The NSF Director Sethuraman Panchanathan recently reflected on his visit to Forsyth Tech and the importance of community colleges in training the skilled technical workforce during a public event hosted by New America. "I can tell you categorically that none of the Regional Innovation Engines will be successful if we don't have the capacity of the skilled technical workforce unleashed at full force and full scale, everywhere," he said.

At Montgomery College in Maryland, a registered apprenticeship program allows apprentices to earn an associate degree while getting paid hands-on training at the pharmaceutical company GSK. Students with a four-year degree in scientific fields have highlighted how community college biotechnology programs like those offered by Shoreline Community College in Washington can enhance their skills by providing tailored training relevant to industry.

A key challenge in building the biotechnology and biomanufacturing workforce is awareness. Many of the jobs are new and frequently unfamiliar to students and their caregivers. Through dual enrollment programs, community colleges like Forsyth Tech, Montgomery College, and Madison College in Wisconsin are providing high school students with early exposure to the field and accelerating their pathway to a credential or degree—saving them time and money. Most students at Austin Community College’s biotechnology program begin in high school.
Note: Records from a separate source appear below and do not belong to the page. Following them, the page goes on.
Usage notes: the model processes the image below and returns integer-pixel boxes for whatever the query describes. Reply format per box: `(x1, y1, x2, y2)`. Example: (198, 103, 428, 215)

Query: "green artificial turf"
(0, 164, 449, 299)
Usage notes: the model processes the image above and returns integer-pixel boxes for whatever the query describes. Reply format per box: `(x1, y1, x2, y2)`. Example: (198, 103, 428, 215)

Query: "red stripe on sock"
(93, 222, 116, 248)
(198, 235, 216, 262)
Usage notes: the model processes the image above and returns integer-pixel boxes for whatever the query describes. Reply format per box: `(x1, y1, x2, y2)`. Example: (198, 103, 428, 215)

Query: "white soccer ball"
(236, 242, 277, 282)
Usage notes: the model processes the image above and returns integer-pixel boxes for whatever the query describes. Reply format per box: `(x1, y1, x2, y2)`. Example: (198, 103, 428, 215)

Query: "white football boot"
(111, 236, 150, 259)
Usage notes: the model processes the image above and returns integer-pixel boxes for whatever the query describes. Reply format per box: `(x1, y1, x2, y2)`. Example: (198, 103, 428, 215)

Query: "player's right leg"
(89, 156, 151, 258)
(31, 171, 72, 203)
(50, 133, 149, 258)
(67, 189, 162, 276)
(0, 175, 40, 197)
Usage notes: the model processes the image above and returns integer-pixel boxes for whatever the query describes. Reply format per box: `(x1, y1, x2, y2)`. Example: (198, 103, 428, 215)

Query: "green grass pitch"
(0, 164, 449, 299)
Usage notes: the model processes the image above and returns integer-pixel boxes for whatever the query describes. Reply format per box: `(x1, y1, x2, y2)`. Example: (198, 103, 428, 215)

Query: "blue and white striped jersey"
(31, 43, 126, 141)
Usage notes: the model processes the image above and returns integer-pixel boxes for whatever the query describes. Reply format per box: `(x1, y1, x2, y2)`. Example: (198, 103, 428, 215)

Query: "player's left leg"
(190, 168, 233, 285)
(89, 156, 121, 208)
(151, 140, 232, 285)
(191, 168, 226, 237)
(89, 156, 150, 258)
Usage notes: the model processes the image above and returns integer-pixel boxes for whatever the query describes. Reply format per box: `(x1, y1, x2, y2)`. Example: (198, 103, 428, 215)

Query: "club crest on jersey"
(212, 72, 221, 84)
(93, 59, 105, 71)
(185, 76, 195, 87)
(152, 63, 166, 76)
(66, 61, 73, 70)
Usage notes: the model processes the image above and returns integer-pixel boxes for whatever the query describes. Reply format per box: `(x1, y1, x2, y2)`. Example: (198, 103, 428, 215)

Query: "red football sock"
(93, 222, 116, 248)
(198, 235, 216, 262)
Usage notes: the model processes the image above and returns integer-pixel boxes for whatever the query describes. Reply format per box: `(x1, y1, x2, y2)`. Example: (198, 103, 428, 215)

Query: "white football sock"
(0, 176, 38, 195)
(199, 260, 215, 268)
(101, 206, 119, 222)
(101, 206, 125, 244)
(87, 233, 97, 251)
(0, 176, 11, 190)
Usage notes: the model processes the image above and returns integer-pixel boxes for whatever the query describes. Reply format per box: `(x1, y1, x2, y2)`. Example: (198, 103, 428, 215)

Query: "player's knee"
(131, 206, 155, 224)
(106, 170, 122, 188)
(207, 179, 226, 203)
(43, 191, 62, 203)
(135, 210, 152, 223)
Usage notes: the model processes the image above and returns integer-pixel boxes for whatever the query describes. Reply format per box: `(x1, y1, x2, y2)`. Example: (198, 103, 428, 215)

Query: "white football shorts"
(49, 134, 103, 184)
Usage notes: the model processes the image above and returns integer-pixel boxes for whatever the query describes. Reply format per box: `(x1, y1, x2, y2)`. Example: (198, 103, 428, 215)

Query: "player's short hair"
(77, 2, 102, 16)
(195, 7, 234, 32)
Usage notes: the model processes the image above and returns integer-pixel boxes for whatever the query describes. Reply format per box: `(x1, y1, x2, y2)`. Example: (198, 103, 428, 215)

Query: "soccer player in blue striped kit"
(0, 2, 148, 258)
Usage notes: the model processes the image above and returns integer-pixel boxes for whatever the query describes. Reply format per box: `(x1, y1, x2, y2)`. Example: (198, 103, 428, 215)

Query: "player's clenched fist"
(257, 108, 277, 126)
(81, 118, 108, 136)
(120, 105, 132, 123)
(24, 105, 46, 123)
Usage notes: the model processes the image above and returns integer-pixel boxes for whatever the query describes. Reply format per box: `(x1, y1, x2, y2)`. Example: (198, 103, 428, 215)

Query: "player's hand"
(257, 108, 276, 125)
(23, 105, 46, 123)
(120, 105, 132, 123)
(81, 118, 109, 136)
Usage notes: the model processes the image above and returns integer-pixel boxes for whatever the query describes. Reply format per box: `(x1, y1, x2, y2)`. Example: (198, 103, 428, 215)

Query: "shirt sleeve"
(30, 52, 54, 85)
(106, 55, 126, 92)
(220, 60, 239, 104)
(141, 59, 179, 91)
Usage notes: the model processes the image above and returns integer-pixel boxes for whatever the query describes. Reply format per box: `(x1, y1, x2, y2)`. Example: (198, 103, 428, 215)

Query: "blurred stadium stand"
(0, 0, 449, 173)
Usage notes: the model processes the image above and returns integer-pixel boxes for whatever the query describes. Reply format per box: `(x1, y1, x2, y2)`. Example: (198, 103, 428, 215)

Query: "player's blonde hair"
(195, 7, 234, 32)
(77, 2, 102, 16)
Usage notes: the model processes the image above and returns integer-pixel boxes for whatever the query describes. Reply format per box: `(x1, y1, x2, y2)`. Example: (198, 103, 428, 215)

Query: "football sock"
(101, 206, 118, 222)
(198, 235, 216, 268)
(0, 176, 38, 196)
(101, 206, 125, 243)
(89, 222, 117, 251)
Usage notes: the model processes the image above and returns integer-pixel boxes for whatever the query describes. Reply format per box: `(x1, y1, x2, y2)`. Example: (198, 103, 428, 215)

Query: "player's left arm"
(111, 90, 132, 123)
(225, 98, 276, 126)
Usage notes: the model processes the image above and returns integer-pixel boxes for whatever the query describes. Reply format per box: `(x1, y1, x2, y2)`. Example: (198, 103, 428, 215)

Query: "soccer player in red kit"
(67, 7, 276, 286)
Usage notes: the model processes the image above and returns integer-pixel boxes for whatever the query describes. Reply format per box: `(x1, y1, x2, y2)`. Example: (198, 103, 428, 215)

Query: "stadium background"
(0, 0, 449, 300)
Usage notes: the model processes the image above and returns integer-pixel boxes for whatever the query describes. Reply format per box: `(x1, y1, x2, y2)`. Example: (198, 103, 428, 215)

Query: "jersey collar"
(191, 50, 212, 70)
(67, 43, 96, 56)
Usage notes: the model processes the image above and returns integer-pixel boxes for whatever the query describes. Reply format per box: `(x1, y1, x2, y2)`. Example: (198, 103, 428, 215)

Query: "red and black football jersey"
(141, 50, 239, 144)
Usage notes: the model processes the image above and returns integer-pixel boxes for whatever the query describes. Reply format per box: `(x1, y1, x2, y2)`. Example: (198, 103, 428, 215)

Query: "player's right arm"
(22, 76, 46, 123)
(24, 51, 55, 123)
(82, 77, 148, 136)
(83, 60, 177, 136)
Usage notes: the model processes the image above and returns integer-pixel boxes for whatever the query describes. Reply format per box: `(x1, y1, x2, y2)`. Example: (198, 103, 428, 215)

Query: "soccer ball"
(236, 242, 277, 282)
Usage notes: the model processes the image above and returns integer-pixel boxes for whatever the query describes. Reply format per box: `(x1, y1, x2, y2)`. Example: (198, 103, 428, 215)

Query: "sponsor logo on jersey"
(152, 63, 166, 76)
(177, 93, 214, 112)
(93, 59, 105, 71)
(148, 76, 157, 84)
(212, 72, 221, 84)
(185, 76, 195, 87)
Furthermore, leading community colleges are working to ensure that the education they provide offers pathways to more advanced degrees. A partnership with the Wake Forest School of Medicine allows Forsyth Tech students to gain research laboratory experience, expanding awareness of career paths available through graduate education. MiraCosta College in San Diego has developed the first community college bachelor’s degree program in biotechnology to meet the workforce needs of biotechnology companies like Pfizer, Abbott Laboratories, and Thermo Fisher Scientific (24 states permit community colleges to offer applied bachelor’s degrees).
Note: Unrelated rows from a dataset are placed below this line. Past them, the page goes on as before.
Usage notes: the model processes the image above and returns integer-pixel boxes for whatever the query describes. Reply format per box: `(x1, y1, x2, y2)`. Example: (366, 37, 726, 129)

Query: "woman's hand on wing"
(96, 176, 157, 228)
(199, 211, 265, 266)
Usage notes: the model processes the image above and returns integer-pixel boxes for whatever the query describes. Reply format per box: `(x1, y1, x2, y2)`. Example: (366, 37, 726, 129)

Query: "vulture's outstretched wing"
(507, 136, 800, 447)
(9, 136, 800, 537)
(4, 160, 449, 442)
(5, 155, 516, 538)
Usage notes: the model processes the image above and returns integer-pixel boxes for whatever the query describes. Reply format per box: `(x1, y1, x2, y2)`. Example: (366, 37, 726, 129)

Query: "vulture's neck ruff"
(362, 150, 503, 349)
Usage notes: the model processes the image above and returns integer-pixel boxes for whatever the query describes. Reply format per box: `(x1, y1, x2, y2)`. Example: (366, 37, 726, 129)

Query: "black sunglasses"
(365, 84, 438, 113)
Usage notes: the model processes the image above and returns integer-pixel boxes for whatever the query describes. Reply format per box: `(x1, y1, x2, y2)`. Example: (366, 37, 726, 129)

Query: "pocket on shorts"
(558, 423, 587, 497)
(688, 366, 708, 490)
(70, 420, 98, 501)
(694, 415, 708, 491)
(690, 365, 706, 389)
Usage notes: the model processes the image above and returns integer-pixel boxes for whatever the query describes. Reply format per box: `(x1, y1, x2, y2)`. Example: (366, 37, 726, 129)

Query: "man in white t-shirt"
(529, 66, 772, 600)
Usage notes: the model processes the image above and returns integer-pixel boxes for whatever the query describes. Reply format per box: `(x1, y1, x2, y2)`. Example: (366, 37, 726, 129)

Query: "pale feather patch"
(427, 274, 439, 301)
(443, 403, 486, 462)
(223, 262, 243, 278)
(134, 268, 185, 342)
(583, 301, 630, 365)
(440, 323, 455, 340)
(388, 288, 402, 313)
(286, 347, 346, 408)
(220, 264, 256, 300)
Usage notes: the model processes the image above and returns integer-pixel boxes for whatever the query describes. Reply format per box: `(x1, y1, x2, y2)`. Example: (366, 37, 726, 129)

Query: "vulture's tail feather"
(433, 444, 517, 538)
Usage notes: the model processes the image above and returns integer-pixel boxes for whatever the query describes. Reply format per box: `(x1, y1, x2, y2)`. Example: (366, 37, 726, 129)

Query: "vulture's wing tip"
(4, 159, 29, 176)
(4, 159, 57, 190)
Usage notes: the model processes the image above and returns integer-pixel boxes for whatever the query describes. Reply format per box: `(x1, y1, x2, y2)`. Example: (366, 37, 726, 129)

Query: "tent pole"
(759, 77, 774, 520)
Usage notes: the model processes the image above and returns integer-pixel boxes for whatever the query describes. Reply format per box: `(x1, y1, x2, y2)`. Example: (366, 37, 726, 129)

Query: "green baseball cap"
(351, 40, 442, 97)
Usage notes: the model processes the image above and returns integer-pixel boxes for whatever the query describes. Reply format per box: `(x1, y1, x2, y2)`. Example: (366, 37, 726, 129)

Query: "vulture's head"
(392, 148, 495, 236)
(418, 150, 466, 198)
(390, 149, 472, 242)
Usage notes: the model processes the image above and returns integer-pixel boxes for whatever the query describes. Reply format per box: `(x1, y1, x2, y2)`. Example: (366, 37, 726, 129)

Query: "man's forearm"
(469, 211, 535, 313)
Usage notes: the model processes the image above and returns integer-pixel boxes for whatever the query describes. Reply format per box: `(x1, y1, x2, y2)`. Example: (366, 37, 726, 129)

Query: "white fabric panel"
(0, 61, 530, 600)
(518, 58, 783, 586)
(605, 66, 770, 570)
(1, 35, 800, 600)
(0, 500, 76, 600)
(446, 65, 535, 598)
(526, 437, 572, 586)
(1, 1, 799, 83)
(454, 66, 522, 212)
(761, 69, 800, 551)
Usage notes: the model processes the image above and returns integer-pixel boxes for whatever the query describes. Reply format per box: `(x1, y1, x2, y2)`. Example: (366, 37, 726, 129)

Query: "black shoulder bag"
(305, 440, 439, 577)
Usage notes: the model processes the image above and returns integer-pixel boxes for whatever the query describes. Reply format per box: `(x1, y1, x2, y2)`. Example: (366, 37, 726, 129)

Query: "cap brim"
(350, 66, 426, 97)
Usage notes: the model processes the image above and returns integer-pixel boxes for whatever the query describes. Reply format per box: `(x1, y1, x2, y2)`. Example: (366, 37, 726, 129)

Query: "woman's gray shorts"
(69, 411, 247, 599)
While many community colleges are stepping up to meet the workforce needs of the bioeconomy, significant challenges remain. Many community colleges are struggling to recruit and retain faculty in fields like biotechnology, where instructors can earn far more money in the private sector—highlighting an opportunity to improve faculty working conditions and support creative partnerships to address this challenge.
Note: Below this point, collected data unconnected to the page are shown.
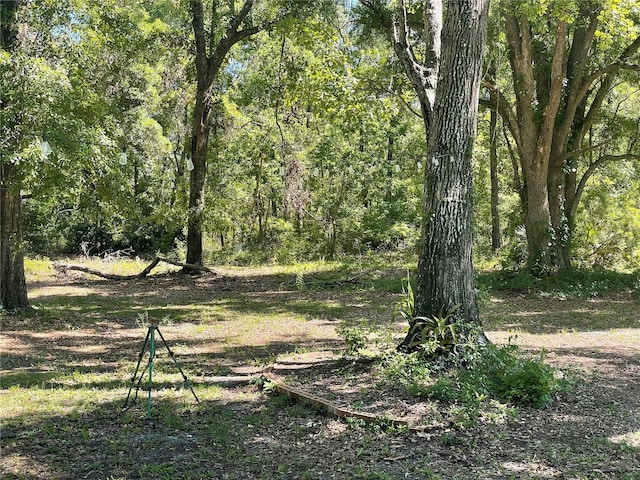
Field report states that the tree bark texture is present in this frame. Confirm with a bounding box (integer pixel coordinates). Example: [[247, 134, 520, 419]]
[[399, 0, 489, 346], [382, 0, 490, 346], [0, 0, 30, 310], [1, 163, 29, 310], [384, 0, 489, 350]]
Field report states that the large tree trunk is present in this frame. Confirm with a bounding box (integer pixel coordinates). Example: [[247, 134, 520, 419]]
[[491, 3, 640, 274], [506, 14, 567, 273], [398, 0, 490, 349], [523, 161, 553, 272], [1, 163, 29, 310], [1, 0, 30, 310]]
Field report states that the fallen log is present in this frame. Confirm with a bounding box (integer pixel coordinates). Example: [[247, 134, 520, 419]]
[[52, 256, 214, 280], [202, 372, 437, 432], [261, 373, 428, 431]]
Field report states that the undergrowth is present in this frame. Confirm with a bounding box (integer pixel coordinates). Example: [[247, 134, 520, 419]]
[[341, 273, 573, 427], [377, 341, 569, 427], [477, 268, 639, 298]]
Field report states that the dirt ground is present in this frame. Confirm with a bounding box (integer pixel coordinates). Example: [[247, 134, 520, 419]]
[[1, 267, 639, 479]]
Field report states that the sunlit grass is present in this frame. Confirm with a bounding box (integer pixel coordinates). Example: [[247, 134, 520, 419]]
[[3, 256, 640, 479], [1, 385, 120, 421], [24, 256, 181, 283], [1, 371, 224, 422]]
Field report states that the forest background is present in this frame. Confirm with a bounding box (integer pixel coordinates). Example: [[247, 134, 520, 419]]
[[2, 2, 640, 478], [1, 0, 639, 288]]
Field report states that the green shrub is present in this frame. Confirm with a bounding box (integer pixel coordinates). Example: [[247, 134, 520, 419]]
[[474, 344, 558, 407], [380, 341, 566, 428], [380, 351, 433, 397], [476, 268, 639, 298]]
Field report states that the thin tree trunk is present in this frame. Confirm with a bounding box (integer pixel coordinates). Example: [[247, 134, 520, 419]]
[[186, 0, 262, 268], [489, 106, 501, 252], [186, 117, 210, 266], [1, 0, 30, 310]]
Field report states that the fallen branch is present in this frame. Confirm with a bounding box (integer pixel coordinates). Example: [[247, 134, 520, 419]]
[[261, 373, 431, 432], [52, 256, 214, 280], [203, 371, 439, 432]]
Federal agencies have prioritized biotechnology and biomanufacturing in key grant programs, aligned to the national action plan. In January, the White House announced a range of new workforce commitments in advanced manufacturing, including biomanufacturing.

However, funding for many science programs, including those supporting community college pathways, was cut in FY 2024 appropriations. And the outlook for FY 2025 isn’t much better, with the House appropriations bill boosting NSF funding by only 2 percent.

Growth and innovation in the bioeconomy will fall short without a workforce ready to fill the good jobs created, and community colleges are central to building those pathways. Expanding strong community college programs requires intentional effort and robust investment. It needs to be a priority for public and private sector leaders at the national, state, and local level.